Allí va, Eduardo. ¡Qué
personaje increíble! Allí va, a paso relajado, tal cual su mente. Hombros
caídos pero no derrotados, sino desentendidos de una postura arquetípica que
por cierto, nunca portó. Aun así, allí va Eduardo, manos en los bolsillos y la
mirada fijamente perdida en la próxima baldosa. ¿Displicente, Eduardo? No,
jamás. Él va despreocupado, con una sonrisa irreverente y burlona a propósito
del caos. Y a éste le da la espalda, con tranquilidad asombrosa y sin asombro
por el terror que al resto la sombra provoca.
Allí va, Eduardo. Tan
sereno, tan entero, tan sufrido. Pero no le importa. Y al mundo, que mientras
tanto lo pasa frenético y con el mismo miedo que desgarraría el corazón de un
niño, le da una oportunidad. No le ofrece luz, sin embargo. Diría que, al
contrario, le extiende una mano allí en lo oscuro; se lo presenta, le muestra
que no es precisamente malo. Y el mundo se aleja (como siempre) algo más
tranquilo. Pero Eduardo no pierde el paso, sigue y sigue caminando. Una vez
más, con una sonrisa pícara y los ojos disimuladamente cargados de nostalgia.
Viene de hacer el amor
Eduardo. Viene de hacer el amor y con un cigarrillo colgando de sus labios. Y
lo pita con exuberancia, de eso no hay dudas. Uno podría sentarse horas a ver a
Eduardo fumando, nadie más que él con su cigarrillo en la boca. Primero una
bocanada fuerte; apenas si un poco de humo se les escapa y, finalmente, traga
el resto. Y con qué plenitud lo exhala. Escupe los restos de su pitada
deshaciéndose de gran parte de si. Probablemente, de ésa que quedó en la cama
de alguna muchacha a la que le hizo el amor durante horas. Quizás ésa parte de
él que nunca fue de él. Pues claro, Eduardo se da para otros.
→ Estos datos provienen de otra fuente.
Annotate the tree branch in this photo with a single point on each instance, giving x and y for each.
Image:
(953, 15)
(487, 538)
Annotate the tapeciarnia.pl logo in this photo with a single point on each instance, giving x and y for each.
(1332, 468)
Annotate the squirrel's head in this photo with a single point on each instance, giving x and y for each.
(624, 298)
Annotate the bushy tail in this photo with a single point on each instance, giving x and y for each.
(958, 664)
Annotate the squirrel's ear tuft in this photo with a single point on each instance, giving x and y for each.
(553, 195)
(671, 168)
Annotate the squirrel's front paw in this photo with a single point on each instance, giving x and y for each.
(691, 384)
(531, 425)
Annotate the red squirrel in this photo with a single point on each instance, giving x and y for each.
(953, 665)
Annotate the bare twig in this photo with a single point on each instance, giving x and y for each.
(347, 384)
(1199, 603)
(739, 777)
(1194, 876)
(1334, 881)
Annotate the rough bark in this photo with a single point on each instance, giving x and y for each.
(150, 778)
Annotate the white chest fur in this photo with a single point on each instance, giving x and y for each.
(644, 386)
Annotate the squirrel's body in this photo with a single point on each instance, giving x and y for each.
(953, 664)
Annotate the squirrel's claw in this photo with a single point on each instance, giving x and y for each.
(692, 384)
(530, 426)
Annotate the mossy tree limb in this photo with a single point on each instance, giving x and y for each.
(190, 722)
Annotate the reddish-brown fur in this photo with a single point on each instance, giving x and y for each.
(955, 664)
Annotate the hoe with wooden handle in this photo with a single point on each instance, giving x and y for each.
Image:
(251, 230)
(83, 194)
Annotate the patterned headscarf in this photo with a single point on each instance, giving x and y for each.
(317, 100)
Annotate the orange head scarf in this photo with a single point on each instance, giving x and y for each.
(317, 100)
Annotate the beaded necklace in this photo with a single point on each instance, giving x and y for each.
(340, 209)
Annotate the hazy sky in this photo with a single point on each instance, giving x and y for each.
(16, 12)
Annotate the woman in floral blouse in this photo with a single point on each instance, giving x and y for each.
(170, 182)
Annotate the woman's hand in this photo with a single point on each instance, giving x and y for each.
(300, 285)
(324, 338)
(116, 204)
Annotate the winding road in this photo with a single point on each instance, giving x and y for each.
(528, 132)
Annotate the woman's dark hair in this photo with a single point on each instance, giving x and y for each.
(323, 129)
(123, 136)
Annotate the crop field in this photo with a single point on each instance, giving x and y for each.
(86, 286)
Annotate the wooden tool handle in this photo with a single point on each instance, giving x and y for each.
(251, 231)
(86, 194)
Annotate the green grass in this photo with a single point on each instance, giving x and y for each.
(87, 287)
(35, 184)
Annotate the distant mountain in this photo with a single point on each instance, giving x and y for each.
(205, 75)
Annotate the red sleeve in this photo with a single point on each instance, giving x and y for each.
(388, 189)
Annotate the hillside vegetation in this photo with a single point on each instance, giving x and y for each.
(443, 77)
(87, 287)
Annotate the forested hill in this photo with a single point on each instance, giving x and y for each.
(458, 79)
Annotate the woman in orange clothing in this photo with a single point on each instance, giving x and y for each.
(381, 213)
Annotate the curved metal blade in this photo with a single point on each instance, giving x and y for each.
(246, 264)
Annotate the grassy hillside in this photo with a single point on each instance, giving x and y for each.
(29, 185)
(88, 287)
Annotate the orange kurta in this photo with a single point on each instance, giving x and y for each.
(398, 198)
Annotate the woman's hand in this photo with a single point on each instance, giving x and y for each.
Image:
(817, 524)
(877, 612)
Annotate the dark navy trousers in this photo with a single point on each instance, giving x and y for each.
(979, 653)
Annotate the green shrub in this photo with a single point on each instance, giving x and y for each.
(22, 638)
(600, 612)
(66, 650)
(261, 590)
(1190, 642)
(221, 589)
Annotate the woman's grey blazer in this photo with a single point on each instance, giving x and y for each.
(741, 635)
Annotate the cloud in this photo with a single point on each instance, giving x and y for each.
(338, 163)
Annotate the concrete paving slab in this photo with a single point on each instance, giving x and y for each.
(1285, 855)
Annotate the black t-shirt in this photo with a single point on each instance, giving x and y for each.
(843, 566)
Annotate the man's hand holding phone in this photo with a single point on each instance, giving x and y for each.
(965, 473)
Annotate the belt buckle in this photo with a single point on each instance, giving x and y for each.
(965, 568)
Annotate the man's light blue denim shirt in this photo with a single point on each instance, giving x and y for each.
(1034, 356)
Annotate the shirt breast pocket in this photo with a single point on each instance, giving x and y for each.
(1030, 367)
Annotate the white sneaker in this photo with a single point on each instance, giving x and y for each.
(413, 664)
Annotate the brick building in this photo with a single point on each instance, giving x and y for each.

Se deshace del
humo como se deshizo de su semen; semen que descansa en el vientre de esa
muchacha y que con culpa por amarla sin amarla, largó hace unos instantes desde
su boca en forma de humo.
Y a pesar de todo, allí
va Eduardo. Su caminar tiene un objetivo y hacia éste se dirige. Qué
impotencia, cuánto odio al ver que Eduardo va y va. No importa la vida, no
importa el mundo, no importan las palabras. Mucho menos importan aun sus
propios temores. Nada lo mueve, nada lo perturba, nada le corre de lugar el
punto candente de la mirada a cámara. Ni el mismo hecho de que quizás, este
nunca termine de ser su filme. Eduardo no redunda en sentimientos, Eduardo va.
Y así llega a su
destino el tan querido Eduardo. Tan querido y sin embargo reincidiendo en una
causa circular, en una encrucijada, en una esquizofrénica pero hilarante
relación parásita. Con todo esto, Eduardo llegó, como siempre. Tranquilo, como
al principio. Con la misma sonrisa burlona, con la misma nostalgia en sus ojos,
con la misma culpa cuestionable, pero digna de Eduardo.
Y se ríe. Olas y olas
de carcajadas, borbotones de risas y lágrimas que se filtran con gusto a
sátira. ¡Qué personaje increíble! Finalmente se sienta Eduardo, con la sonrisa
todavía marcada en su rostro. Pide un café, cortado en lo posible, y desliza
mientras me mira su bendito y más hermoso cliché: “Dale, contame”.